Ah­med İhsan Tokgöz. (1867-1942) Gazeteci, matbaacı, yayımcı ve siyaset adamı.

Aslen Kastamonu’nun Taşköprü kazasındandır. Tokgözoğlu Saraç Abdurrahman Ağa ailesinden olduğu için soyadı kanunu çıkınca Tokgöz soyadını almıştır. Babasının memuriyette bulun­duğu Erzurum’da doğdu. Büyük baba­sı İstanbul defterdarı Muhtar Efendi, babası ise Erzurum, Piriştine, İşkodra. Kastamonu, İstanbul, Şam, Ankara, Bur­sa defterdarlıklarında ve İstanbul Şû­rayi Mâlî ile Patent Meclisi âzalıklarında bulunan Ahmed Hâlid Bey’dir. Çocuk­luğunu babası ile birlikte dolaştığı çe­şitli yerlerde geçirdiğinden sürekli mek­tep değiştirmek zorunda kaldı. Sam As­kerî Rüşdiyesi (1880) ile Üsküdar İdâdîsi’ni bitirdi. Küçük yaşta öğrenmeye başladığı Fransızca’yı Şam Askerî Rüşdiyesi’nde ve daha sonra o yıllarda Anka­ra’da sürgünde bulunan gazeteci Agâh Efendi’den ders alarak ilerletti. Henüz Mekteb-i Mülkiyede talebe iken Fran­sızca’dan ilk tercüme eseri yayımlandı. Diran Kelekyan Efendi’nin Er­meni harfli Türkçe mecmuası Cihan”da ve Mustafa Asım Bey’in Şafak mecmu­asında tercüme ve telif yazıları neşre­dildi (1886). Daha sonra memuriyeti de­vam ederken Tercümân-ı Hakikat ga­zetesinde de tercüme makaleleri çıktı (1889). Mekteb-i Mülkiye’yi bitirince Ha­riciye Tercüme Kalemi’nde memurluğa başladı (1886) ve oradan Tophane Müşirliği’nde tercümanlığa geçti (1887).
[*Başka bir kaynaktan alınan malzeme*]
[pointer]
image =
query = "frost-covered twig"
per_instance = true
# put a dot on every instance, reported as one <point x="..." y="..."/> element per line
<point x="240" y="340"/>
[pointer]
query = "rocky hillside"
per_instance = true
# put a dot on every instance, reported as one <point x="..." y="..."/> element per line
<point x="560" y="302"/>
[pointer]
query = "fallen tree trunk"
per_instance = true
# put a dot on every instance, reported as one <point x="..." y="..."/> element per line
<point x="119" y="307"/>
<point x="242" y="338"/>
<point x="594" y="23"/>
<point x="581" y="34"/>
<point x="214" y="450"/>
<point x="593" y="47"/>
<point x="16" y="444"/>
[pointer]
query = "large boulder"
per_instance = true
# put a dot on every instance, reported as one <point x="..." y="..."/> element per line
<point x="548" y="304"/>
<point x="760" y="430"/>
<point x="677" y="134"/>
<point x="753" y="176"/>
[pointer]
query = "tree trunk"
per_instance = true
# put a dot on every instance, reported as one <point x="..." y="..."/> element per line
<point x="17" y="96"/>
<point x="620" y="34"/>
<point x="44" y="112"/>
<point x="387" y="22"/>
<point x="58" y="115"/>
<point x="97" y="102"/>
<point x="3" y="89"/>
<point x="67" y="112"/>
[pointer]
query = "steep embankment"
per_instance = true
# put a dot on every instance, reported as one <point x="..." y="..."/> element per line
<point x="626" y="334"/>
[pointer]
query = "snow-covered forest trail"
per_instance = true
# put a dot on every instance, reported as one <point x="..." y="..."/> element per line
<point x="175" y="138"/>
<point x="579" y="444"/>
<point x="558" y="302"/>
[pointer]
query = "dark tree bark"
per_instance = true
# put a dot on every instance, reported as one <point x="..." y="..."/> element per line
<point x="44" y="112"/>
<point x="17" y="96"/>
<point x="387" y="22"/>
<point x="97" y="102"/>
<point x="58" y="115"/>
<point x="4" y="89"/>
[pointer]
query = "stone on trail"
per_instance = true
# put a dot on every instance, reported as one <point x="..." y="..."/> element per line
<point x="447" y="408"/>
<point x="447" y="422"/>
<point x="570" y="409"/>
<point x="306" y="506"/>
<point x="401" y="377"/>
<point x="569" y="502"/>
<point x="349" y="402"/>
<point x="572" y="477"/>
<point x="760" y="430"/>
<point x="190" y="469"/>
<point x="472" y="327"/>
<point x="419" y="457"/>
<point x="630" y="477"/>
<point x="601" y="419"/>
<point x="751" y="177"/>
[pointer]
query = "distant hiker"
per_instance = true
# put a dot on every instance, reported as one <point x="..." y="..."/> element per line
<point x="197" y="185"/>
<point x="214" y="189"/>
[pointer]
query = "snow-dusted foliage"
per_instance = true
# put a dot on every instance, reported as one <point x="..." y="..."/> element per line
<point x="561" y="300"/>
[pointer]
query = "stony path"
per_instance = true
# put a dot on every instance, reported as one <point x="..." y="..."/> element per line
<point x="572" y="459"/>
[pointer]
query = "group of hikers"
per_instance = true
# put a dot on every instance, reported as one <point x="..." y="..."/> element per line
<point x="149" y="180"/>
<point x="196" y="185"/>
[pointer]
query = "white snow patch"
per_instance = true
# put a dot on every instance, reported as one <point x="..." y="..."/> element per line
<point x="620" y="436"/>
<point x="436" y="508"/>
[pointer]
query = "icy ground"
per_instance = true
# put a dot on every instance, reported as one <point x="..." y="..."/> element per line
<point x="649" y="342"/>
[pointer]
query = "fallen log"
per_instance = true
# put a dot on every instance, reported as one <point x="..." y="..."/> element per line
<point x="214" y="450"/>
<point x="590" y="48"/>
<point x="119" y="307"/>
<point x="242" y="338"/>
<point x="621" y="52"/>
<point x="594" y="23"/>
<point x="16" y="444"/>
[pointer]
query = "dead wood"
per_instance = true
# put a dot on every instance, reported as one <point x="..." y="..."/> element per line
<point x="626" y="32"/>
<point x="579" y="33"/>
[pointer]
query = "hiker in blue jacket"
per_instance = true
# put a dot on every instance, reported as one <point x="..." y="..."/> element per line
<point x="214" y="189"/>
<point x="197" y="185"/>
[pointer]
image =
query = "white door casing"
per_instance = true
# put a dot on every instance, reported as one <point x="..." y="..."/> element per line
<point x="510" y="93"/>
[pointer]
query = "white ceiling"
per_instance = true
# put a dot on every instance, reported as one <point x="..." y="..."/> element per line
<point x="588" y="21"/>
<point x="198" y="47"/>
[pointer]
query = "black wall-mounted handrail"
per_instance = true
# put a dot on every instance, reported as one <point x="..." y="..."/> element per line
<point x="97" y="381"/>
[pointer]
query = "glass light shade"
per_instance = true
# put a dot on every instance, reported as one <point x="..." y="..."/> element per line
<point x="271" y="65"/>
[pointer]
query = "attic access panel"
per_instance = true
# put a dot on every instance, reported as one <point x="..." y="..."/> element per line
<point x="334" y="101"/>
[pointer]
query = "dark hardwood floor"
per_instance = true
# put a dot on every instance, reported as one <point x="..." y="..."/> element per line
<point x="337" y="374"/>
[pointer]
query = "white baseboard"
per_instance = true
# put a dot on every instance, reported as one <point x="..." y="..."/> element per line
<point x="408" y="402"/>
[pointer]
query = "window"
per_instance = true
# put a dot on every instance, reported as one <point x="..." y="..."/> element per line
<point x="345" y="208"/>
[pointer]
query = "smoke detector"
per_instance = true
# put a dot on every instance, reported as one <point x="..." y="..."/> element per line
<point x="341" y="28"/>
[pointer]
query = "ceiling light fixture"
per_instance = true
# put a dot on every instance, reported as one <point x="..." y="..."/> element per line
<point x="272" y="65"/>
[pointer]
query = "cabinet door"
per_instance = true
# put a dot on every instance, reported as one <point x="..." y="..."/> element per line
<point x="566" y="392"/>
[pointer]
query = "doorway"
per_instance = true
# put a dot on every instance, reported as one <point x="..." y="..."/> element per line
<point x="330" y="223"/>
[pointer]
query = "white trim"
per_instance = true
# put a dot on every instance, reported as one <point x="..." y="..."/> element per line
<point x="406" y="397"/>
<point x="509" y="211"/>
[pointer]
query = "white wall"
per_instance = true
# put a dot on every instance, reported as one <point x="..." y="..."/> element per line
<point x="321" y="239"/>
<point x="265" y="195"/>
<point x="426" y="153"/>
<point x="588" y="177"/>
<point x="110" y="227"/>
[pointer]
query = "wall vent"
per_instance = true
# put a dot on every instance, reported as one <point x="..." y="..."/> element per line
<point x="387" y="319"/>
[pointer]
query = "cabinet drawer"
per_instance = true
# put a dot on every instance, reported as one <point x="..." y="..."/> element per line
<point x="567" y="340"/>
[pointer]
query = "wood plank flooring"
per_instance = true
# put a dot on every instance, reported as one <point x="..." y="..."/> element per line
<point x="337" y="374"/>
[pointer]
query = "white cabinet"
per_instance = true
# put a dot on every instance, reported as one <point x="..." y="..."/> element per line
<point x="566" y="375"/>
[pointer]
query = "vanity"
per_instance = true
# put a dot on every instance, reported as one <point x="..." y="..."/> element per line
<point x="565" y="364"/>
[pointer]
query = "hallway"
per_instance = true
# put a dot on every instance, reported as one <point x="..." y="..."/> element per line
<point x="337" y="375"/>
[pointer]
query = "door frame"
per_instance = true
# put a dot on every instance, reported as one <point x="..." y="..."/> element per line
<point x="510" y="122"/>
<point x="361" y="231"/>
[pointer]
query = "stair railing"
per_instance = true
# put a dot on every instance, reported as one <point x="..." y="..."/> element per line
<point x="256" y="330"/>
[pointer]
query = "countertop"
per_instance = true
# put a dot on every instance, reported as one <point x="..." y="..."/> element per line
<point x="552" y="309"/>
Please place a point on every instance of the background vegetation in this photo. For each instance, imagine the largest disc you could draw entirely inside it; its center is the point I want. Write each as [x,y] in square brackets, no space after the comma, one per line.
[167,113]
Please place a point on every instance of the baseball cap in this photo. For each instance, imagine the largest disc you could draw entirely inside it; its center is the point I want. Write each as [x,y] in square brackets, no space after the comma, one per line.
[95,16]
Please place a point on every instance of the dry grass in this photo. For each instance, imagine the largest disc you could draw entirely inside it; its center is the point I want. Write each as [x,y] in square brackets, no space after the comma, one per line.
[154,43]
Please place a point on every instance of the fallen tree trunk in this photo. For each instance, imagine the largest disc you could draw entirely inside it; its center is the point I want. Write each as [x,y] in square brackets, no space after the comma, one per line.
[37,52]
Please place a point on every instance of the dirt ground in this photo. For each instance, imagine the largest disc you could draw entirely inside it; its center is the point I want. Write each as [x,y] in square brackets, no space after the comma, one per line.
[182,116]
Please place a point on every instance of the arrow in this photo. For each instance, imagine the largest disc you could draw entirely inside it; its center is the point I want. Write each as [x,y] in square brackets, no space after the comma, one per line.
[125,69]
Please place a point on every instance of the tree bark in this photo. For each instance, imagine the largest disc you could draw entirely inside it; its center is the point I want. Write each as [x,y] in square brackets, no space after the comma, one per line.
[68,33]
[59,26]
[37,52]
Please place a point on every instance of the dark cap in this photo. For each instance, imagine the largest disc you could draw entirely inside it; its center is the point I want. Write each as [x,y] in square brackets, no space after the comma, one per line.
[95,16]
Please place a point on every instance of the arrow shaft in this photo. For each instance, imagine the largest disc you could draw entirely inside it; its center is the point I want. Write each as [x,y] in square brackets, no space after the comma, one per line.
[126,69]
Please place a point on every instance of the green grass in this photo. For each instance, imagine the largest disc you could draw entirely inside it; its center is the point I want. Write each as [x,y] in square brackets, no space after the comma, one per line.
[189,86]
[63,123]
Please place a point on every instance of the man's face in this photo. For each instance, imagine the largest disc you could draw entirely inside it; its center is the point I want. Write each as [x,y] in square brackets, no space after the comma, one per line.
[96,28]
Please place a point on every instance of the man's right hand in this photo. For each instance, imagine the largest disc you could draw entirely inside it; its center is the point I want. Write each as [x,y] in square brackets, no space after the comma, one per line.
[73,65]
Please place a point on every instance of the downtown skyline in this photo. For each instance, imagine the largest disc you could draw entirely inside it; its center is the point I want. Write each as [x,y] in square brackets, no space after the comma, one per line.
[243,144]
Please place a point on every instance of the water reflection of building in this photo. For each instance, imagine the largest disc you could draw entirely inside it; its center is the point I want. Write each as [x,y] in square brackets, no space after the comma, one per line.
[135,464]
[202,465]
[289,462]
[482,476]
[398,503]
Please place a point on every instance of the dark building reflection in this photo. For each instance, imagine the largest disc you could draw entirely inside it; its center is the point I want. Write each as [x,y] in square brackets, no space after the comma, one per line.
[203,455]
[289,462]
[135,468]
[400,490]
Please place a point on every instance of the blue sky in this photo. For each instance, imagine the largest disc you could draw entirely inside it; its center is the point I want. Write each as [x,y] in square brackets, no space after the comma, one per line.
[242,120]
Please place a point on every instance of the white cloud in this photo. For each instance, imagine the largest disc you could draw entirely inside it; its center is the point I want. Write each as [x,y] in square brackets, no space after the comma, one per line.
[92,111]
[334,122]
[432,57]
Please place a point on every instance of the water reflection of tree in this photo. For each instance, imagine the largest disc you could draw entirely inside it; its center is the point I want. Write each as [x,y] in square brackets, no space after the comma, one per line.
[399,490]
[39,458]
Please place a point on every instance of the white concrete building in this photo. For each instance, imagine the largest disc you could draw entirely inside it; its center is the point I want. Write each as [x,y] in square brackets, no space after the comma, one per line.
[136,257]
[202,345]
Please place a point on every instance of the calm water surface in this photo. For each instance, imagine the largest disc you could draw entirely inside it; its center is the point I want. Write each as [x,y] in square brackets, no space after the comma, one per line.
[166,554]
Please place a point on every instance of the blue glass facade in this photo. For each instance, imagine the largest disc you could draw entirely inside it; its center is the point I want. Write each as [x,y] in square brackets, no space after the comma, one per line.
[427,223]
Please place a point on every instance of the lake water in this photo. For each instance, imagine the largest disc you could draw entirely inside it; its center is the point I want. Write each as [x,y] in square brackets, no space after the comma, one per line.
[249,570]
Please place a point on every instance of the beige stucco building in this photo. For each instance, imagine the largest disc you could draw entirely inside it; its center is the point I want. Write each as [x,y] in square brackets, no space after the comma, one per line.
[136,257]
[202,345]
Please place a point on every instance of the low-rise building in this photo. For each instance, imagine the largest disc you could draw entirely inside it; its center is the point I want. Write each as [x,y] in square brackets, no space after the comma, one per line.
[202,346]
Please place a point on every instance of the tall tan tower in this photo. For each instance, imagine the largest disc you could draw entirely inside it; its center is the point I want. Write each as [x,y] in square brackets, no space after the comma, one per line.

Bir yandan memurluğa devam eder­ken diğer yandan da 1303’te (1887) Üm­ran ismiyle haftalık bir dergi yayımlamaya başladı; ancak devrin hükümeti bütün dergilerin ruhsatlarını iptal edin­ce Ümran 29. sayısında kapandı (1304/1888). Ahmed İhsan da­ha sonra Jules Verne’in Seksen Günde Devr-i Âlem’inı tercüme ve neşrede­rek yayımcılığa başladı (1890) Yaptığı bu ve diğer tercümelerle Jules Verne’in memleketimizde tanınmasını ve sevil­mesini sağladı.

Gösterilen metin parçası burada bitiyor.